Torrents of words and human sounds wash over a baby from birth: it’s the social interaction that make those words stick—and make the language centers of the baby’s brain light up like a Christmas tree.
A 10-year study has shown that the amount of interactive talk with adults that children experience in their first three years of life is directly related to their verbal abilities and IQ in adolescence. Researchers with LENA (Language Environment Analysis), a national nonprofit that helps communities accelerate language development in children birth to 3, began studying families in 2006 to observe the amount of adult words and back-and-forth conversations children were exposed to in their daily lives.

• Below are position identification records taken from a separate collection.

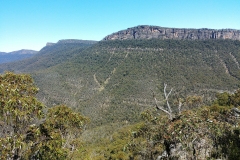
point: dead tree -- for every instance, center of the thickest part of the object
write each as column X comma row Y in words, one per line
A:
column 168, row 111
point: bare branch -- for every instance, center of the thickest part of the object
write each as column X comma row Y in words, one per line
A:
column 161, row 108
column 166, row 97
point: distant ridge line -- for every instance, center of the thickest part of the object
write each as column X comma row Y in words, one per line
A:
column 149, row 32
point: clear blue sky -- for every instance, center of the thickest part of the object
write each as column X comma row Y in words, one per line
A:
column 30, row 24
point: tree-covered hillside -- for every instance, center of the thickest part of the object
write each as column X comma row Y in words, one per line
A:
column 111, row 81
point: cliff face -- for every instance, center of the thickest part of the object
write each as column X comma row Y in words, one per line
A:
column 149, row 32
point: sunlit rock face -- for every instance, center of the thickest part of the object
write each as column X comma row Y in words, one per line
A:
column 149, row 32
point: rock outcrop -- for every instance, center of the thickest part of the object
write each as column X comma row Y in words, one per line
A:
column 149, row 32
column 66, row 41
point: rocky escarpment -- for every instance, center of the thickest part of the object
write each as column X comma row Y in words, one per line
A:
column 65, row 41
column 149, row 32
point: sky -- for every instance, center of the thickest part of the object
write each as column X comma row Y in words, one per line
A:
column 30, row 24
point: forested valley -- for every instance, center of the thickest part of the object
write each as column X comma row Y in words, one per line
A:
column 123, row 99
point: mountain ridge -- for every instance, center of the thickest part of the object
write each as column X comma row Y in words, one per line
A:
column 6, row 57
column 149, row 32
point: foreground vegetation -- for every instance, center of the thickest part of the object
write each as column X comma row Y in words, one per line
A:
column 28, row 130
column 31, row 131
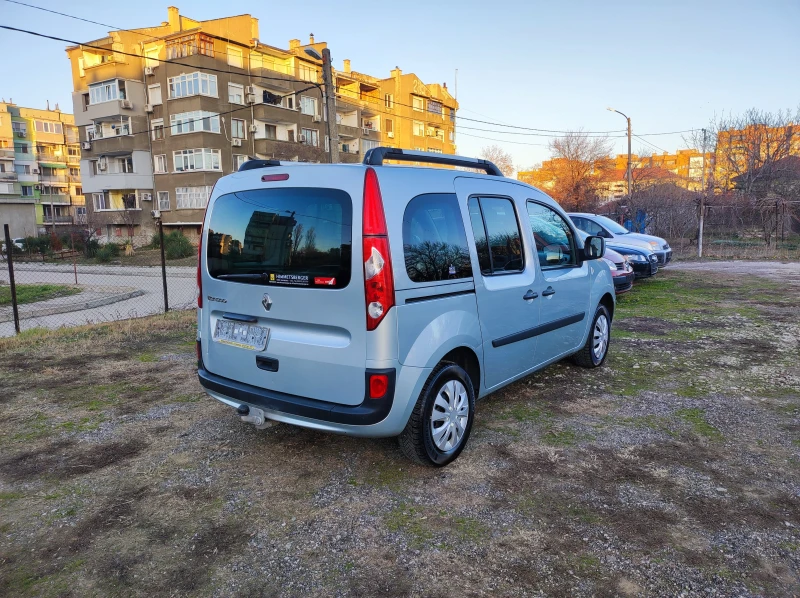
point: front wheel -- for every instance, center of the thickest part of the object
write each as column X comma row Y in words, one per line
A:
column 595, row 351
column 440, row 423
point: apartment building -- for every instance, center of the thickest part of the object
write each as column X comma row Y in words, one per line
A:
column 164, row 111
column 40, row 182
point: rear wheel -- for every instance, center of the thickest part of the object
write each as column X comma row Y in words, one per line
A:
column 594, row 352
column 440, row 423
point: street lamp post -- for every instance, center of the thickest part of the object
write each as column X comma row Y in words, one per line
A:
column 330, row 102
column 628, row 172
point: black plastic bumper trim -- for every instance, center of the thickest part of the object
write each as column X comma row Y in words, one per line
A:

“For years, we’ve stressed the importance of what we call ‘conversational turns’ as one of the most predictive measures of child outcomes,” says Dr. Jill Gilkerson, LENA’s chief research and evaluation officer. “We were in a really unique position of having that early data and then being able to locate those kids in adolescence and have them participate in language and cognitive tests. Longitudinal studies are rare in this field and we now have long-term, empirical evidence of the benefits of early language exposure.”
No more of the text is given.